Government yet to give the green signal for primary classes

Primary schools in Jharkhand have been closed since March 2020 due to the COVID-19 pandemic. The government reopened schools during August-September 2021 for children from classes 6 to 12, while primary classes remain shut.

Recently, economist and social activist Jean Drèze and his team protested in favour of the opening of primary classes in Jharkhand and sent a memorandum to Chief Minister Hemant Soren. On Human Rights Day December 10, 2021, children and their parents demonstrated at the block office demanding the opening of the school in Manika of Latehar district. Village Swaraj Mazdoor Sangh Manika wrote a letter to the Governor demanding the reopening of the school.

Economist and social activist Jean Drèze and his team protesting in favour of the opening of primary classes in Jharkhand (Photo sourced by Rahul Singh)

A survey by the Gram Swaraj Mazdoor Sangh found that most children at the primary level could not even read simple sentences at the start of 2021. 

Earlier on 19 November 2021, social activists led by Drèze demonstrated outside the JSCA International Stadium in Ranchi during the India-New Zealand T20 cricket match, demanding the opening of primary schools. In a letter to the CM, they pointed out that while 40,000 people had been allowed to enter the stadium to watch the match, primary schools remained shut despite public health experts advising the reopening of schools across the country.

Bhuneshwar Kewat, secretary of the Jharkhand Nirman Mazdoor Union and a close associate of Drèze, tells 101Reporters, “If the schools remain closed for a third year, an entire generation will fail. These children will lose interest in reading and writing and they won’t be able to cope up in the higher classes.”

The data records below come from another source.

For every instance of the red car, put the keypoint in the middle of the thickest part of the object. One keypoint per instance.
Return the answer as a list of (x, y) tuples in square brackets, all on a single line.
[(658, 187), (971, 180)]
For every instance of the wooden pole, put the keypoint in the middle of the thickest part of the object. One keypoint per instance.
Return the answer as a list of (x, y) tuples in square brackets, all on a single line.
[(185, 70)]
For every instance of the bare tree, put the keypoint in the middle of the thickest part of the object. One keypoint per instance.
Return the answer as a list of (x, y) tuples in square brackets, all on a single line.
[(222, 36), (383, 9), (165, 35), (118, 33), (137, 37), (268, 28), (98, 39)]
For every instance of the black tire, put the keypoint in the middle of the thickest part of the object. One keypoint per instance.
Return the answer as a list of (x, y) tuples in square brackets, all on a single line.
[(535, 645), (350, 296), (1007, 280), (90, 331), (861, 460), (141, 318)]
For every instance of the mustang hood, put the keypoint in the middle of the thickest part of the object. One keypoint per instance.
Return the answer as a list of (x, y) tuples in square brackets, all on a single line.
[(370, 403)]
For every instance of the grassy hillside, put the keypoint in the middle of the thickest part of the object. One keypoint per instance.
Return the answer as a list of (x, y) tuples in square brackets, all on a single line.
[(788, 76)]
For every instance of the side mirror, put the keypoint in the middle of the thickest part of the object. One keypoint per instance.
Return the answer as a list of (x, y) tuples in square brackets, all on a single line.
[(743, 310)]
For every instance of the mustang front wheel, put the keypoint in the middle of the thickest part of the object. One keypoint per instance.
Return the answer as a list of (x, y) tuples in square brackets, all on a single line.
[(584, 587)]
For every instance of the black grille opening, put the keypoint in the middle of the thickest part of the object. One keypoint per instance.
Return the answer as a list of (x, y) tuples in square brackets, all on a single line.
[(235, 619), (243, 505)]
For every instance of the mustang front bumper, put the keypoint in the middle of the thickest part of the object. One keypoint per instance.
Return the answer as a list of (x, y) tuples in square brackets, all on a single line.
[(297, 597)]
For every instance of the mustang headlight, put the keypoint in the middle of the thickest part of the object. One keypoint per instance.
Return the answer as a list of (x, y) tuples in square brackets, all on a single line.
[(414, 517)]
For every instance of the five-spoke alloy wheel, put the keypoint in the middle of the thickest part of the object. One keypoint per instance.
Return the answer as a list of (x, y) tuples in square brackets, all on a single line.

Upendra Nath Dubey, child rights activist and president of Latehar District Child Welfare Committee, points out, “How can children study online when they do not have the resources? The children’s mid-day meal was also halted. The children of migrant labourers, who returned to their villages due to the Covid-19 lockdown, could not be enrolled anywhere.”

Elaborating on the rise in the number of child marriages during the pandemic, Reshma Singh, co-ordinator of the AALI (Association for Advocacy and Legal Initiative) Trust, explains, “In June 2021 itself, we stopped eight child marriages from taking place. Cases also increased because parents feel weddings during the lockdown will require fewer resources with less people attending.”

On 31 January 2022, after Jean Dreze's correspondence and pressure from various groups, the Jharkhand government decided to open the schools. As per the decision of the government, schools have been opened in 17 districts from the first grade in 24 districts. Classes ninth and above have been opened in seven districts Ranchi, Deoghar, East Singhbhum, Bokaro, Chatra, Seraikela and Simdega where the rate of corona infection is high.

Some facts from the lockdown report by Jean Drèze team:

The co-ordination team of economists Jean Drèze, Ritika Kheda, Nirali Bakhala and Vipul Paikra, with the help of 100 volunteers across the country, prepared a report based on a survey on the closure of primary schools and its impact on young children.  

Conducted in August 2021, across 15 states in the country, the survey findings include:

  • Only 24% of children in urban areas and 8% of children in rural areas are studying online.
  • 42% of urban children and 48% of rural children cannot read more than a few words.
  • 90% of parents in urban areas and 97% of rural areas believe schools should reopen immediately.
  • Many girls in the age group of 10 to 14 are engaging in some kind of work, while a quarter of the girls surveyed are working on their family farms, and 8% work as labourers.

This data is based on 1362 households and 1362 children from classes one to eight.